Mr. Mark Miller is a project and program manager at the United States Army CCDC Armaments Center, Benet Laboratories. Mr. Miller’s career has focused on developing environmentally-sound refractory metal coatings and coating deposition processes to improve gun-barrel and weapon systems performance and life. While working at Benet Laboratories, he has co-authored over 30 journal, CCDC and inter-governmental technical papers on the topic of refractory metal coatings or coating deposition processes. He received the SERDP Weapons Systems and Platforms Project of the Year Award for his research on chromium elimination and cannon life extension, and the Army Research and Development Achievement Award for his work on explosive bonding and machining technologies. Mr. Miller holds a bachelor’s degree in chemical engineering, a master’s degree in materials engineering, and a master’s degree of business administration and finance from Rensselaer Polytechnic Institute in Troy, New York.

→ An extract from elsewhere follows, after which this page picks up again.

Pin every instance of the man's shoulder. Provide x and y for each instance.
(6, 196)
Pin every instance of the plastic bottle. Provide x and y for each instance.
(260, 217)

Mr. Aaron Nardi is the team lead for the Combat Capabilities Development Command Army Research Laboratories (ARL) Cold Spray Center and affiliated laboratories where he leads all aspects of material processing, equipment design and process parameter development for projects related to cold spray. In this role, he is also responsible for the development of new research opportunities and collaborations with other DoD sites as well as with DoD suppliers and companies in the United States industrial base. Mr. Nardi has over 40 patents related to cold spray, advanced manufacturing processes, erosion protection, wear resistant coatings development and applications, coating structures for fatigue mitigation, and components. He has presented his work at national and international conferences and co-authored publications on cold spray, thermal spray, additive manufacturing, crack growth and design optimization. Mr. Nardi has a bachelor’s degree in mechanical engineering and materials sciences from the University of Connecticut, and a master’s degree in mechanical metallurgy from Rennslear Polytechnic Institute in Troy, New York.